If you’re reading this article, you’re probably in a position where, whether for personal reasons or work, you have to write about some pretty specific investment topics – that you know nothing about. At first glance, this is mission: impossible. How could you ever write something coherent that you know nothing about? Well, it is possible, and here you’ll learn some tricks of the trade that will help you write like you have a master’s in finance – or at least like someone who spent more than afternoon researching investments.

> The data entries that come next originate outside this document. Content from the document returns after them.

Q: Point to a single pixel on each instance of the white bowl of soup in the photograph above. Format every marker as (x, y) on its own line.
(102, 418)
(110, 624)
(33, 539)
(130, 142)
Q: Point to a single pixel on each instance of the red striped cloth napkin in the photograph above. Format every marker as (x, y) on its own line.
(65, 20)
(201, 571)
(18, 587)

Firstly, you’re going to want to spend some time researching the topic. Depending on how much time you have to prepare, you can check out an intro lecture on finances and investment, or read up on some basic articles that will help you keep your head above water. Remember, you don’t need to know what it all means, you just have to be able to repeat it. Once you get deeper into a specific subject, you might need to reference back to the basics, and after a while, you will learn it by heart and maybe even start to understand the meaning behind the phrases.
Remember the tone
People who want to groundbreaking new, precise information aren’t going to read what you write. They’re going to look up experts in the field and look for very specific information. Your audience probably knows just as much about finance as you do, so you don’t need to get into the nitty-gritty of it all. Your tone should be casual and conversational. You need to give information relevant to the topic without confusing the readers with too many big words that they don’t recognize. This all plays nicely into your plan for writing something you don’t know about. As you’re writing, keep that in mind and it will help lessen the pressure and give you a clear structure for the tone of the article. Make sure that throughout the writing, you remain ethical: don’t recommend or advise people to do something that you have no clue about.

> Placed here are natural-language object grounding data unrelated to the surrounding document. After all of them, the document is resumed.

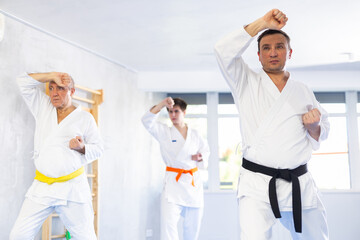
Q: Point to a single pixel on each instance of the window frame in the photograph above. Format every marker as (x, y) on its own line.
(213, 100)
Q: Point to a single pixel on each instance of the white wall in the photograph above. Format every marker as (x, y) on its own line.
(213, 81)
(129, 184)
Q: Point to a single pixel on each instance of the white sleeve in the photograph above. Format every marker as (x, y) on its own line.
(205, 153)
(34, 96)
(228, 53)
(324, 125)
(94, 146)
(156, 129)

Keep up with current trends
Even if you don’t know much, you need to know what’s current. Looking up multiple blogs and groups will help you spot trendy buzzwords that appear in all of them, which you can then further research to make a good piece. You hear stashes being mentioned – lookup a stash review to keep up with the current trends which are mostly dedicated to fractional shares. To make investing easier, the developers of Stash have made an app that can help first-time investors or people who generally don’t have a background in finance invest.
In addition to this, it might be a very convenient, modern option. Most of these topics already have articles written that very clearly explain how it all works, so all you have to do is repackage the information for your audience. Staying relevant also means you can focus on that specific topic and what is making it so trendy, without leaking your lack of knowledge of the big picture.
Join the community
There are millions of fanatics who eat, sleep and breathe finance. Not all of them went to business school or studied finance, but they know that everything you’ll ever need can be learned online, and they formed massive communities where they share information and teach each other what they have learned somewhere else. These are subreddits, Facebook groups, forums, enterprise services, and all other places where people meet up to discuss finance. Get yourself into these spaces and read what people say.
These aren’t just filler articles they’re posting, it’s relevant information you’ll find very useful. You should also subscribe to a couple of newsletters, so you’ll get information straight to your inbox for free and with zero effort to look it up. If you can find some in-person groups, events, or lectures, make full use of them and go ask all the questions you have. If possible, find a mentor that will guide you through the first steps and explain the basics in layman’s terms.
Google what you don’t know
Google is your best friend at this point. Whatever you don’t know – ask Google. If you’re reading an article and you come across a word you don’t know the meaning of – don’t just gloss over it and keep reading, actually pause and look up the word. Expanding your dictionary is always good, but in this case, it can mean all the difference between understanding something that is written and being completely lost on the page. It’s not a bad idea to keep a list of all the new terms and their definitions nearby so you can reference it while you’re reading and writing on the topic.
Choose a niche
It’s much easier to specialize in a niche than it is to just write broadly about finance or investments. This is because writing about a specific topic will require you to only write about that topic and learn the few things that are tightly related to it. If you do this, you will quickly become an actual expert on the topic, and then you can slowly work back from there to understand the broad underlying terms and branch out to different topics. If you are required to cover several topics, choose ones that are interconnected so you can cross-reference what you know.
Inform, don’t explain
If you try to explain something about investing when you don’t know much about it, it’s very much a blind-leading-the-blind situation. You will struggle to write about it and whoever reads it won’t get what they came for. That is why you’re much better off sticking with informing, rather than explaining. Simply conveying relevant information to people who know what the information means and don’t need further analysis of it will benefit both sides, so it’s the best place to start until you improve your knowledge in these areas. If you don’t know where to get good information, always compare several of the most reputable investing resources and only relay the data that matches with all of them.
And while at first, you might feel like an impostor, the longer you stick to it, the better you will get, and eventually, you’ll just be the person who knows about finance, now just someone who writes about it. Keep your head up, keep researching and writing and remember to always Google things you don’t know.